BiLSTM incorrect on MPS?

Hi, I been testing various NLP models on MPS, and I observe various strange things. It seems that bidirectional LSTM on MPS is not working correctly.

See the code below:

import torch
import torch.nn as nn

print("Torch version: ", torch.__version__)
torch.manual_seed(123)
embeddings = torch.rand(3,1,2)  # L, B, E

model = nn.LSTM(input_size=2, hidden_size=2, bidirectional=True)
print(model(embeddings)[0])

model.to("mps")
print(model(embeddings.to("mps"))[0])

Results are below. CPU above, MPS below. How can results on CPU be different than on MPS?
==> I am missing something?
I’m testing on MacBook Pro with M1PRO, 32GB, 10-core CPU, 16-core GPU.

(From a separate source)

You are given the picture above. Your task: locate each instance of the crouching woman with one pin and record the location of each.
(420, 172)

Torch version:  2.0.0.dev20230205
tensor([[[ 0.0054,  0.2338, -0.1167,  0.2263]],
        [[ 0.0200,  0.3305, -0.0967,  0.2075]],
        [[ 0.0422,  0.3740, -0.0590,  0.1553]]], grad_fn=<CatBackward0>)
tensor([[[0.2325, 0.2447, 0.4149, 0.4394]],
        [[0.3524, 0.3702, 0.3516, 0.3785]],
        [[0.4139, 0.4346, 0.2306, 0.2531]]], device='mps:0',
       grad_fn=<CatBackward0>)

Thanks for reporting the issue! I believe this could also be a valid bug in the MPS backend so could you also create a GitHub issue for it as described here?